Şuur -1: Sera Etkisi
-Ruzname; Kelime Günlüğü’nden-
Bizâtihi
hiç kimseden bana hayır yok,
Hiç
kimseden de ümidimi kesmiş değilim.
Kendi
halime baktığım zaman,
Baştan başa tek dane bile değilim!
Şâh-ı Nakşibend -kuddise sırruh- Hazretleri
İnsanın kendini anlamasının, çözebilmesinin güçlüğü,
binlerce yıldır etrafında dolaşıp oyalandığı, duraksadığı, hep yeniden yordam
geliştirdiği bir hakikat olarak hâlen tam karşısında duran bir bilmeceyi
andırıyor.
Belki şiddetin ve savaşın kısa anlatılmış uzun tarihine göz
atmak, insanın insana ettiği kötülüklerin arayışlara ve sınırları kavrama
çabasına aldırmayan çıkar kavgasından başka bir şey olmadığını görmemize yeter;
hatta bütün bu kendini anlama çabasını samimiyetsiz bulmamıza sebep olur. Fakat
mensup olduğumuz canlı dünyasının sebep olduğu her türlü felakete, bütün
kayıplara ve kötülüklere rağmen kemalata ulaşabildiğinin en kıdemli örneği olan
Hz. Ömer -Rahmetullahi Aleyh- bu dünyada yaşadı, bütün yapıp ettikleriyle
yüzleşti, yüzleşmeyi öğretti. Bu hatıranın hürmetine nefes aldıkça olan biten
her türlü zararın telafi edilebileceğine inanmamız mümkün oldu. Ve insanı bu
yüzüyle okumayı ihmal etmememiz gerektiğini anladık. Zararın neresinden dönsek
kârdaydık.
İnsanlığın kendini kendi karanlığına terk ettiğinde, kendi
insafınca yol aldığında açığa çıkacak sonuçları en iyi anlatan turnusoller,
üçüncü sayfa haberlerinde saklıdır.
Her şey kontrolden çıktığında, onu durduracak frenler
patladığında felaketin akıl almaz boyutlara ulaşabildiğini bize haber veren her
şey; okumaya, dinlemeye, seyretmeye dayanamadığımız üçüncü sayfaya hapsolmuş
gerçeklik akışıdır.
Cinnetin, sinir krizlerinin, aşırı duyarlı olmanın, kendini
olduğundan büyük ya da küçük görmenin sonucunda yaşanan felaketler, kendini
tanıma konusunda acze düşmüş, her şeyle ve herkesle kavgalı, saplantılı,
meyillerinin tehlikesinden ve yaradılışının kodlarından habersiz profilleri ele
verir.
Zaten zulmün temelinde yaradılışıyla kavgalı olma meylinin
en ileri hâli vardır.
Darian Leader, Depresyon
Yas ve Melankoli kitabının girişinde tedavi edici anti-depresanların
depresyon hastalığının aynası olduğuna dair vurucu bir tespitte bulunur.
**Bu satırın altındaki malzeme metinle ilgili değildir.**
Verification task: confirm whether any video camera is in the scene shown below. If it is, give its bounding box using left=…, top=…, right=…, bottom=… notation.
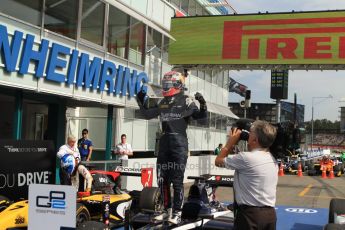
left=232, top=119, right=300, bottom=159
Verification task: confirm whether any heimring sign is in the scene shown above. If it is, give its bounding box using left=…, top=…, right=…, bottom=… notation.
left=0, top=24, right=148, bottom=97
left=169, top=11, right=345, bottom=69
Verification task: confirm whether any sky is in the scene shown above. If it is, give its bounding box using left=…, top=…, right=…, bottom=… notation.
left=227, top=0, right=345, bottom=121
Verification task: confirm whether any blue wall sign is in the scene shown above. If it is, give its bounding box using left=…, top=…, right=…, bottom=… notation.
left=0, top=25, right=148, bottom=97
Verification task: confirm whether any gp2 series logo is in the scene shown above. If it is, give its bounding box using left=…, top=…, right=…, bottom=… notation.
left=36, top=191, right=66, bottom=209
Tabiatı, kaynakları, üretimi orantısız bir biçimde tüketen
modern insanlık, depresyon ve benzer hastalıklar bakımından tam bir kısır
döngüye sebep olmuştur.
Dolayısıyla Leader, aynı kutuya giremeyen hap paketlerinin
yalnızlık mesajını, “Yalnız hap, paketi
açanlara acımasız bir mesaj gönderiyor. Birbirinden ayrılmış birimlerin
kasvetli imgesi modern bireyciliğin negatif yönünü yansıtıyor; her birimiz
yalıtılmış ve diğerlerinden ayrılmış bireyleriz. Toplum değerleri ve ortak çaba
yerine piyasadaki mal ve hizmetlerin rekabetine göre hareket ediyoruz” şeklinde
yorumlar. Bu yalıtılmış toplum biçimi hiç de tabii değildir.
Leader bu ifadesinde, depresyonun da tıpkı tedavisini
gerçekleştiren ilaçlar gibi sentetik bir dünyanın sentetik bir sorunu olduğunu
anlatıyor gibidir. Bu tavır o kadar yerleşiktir ki tıpkı ilaçların bünyede
ölünceye kadar yer edişi gibi insanı/insanlığı terk etmeyecektir, çünkü düzen
her gün daha sentetik olmaya ve yaşamaya zorlamaktadır.
Bu sentetik döngü sera etkisini hatırlatıyor.
Sera etkisi, önüne geçilemez ve sonlandırılamaz tabii bir
döngünün adı. Dünyayı aydınlatan ve ısıtan güneş ışınları, dünya atmosferinden
içeriye süzülüyor fakat dışarı çıkamıyor.
Zamanla bu tek taraflı akış dünyada ısı artışına sebep
oluyor. Bu etki tabii/gerçek/önlenemez bir düzenek.
***
Künye: Şuur; bilinç, insanın kendisini ve
çevresini tanıma yeteneği, temel bilgi, temel görüş, algı ve bilgilerin zihinde
duru ve aydınlık olarak izlenme süreci anlamlarına gelir (TDK Türkçe Sözlük).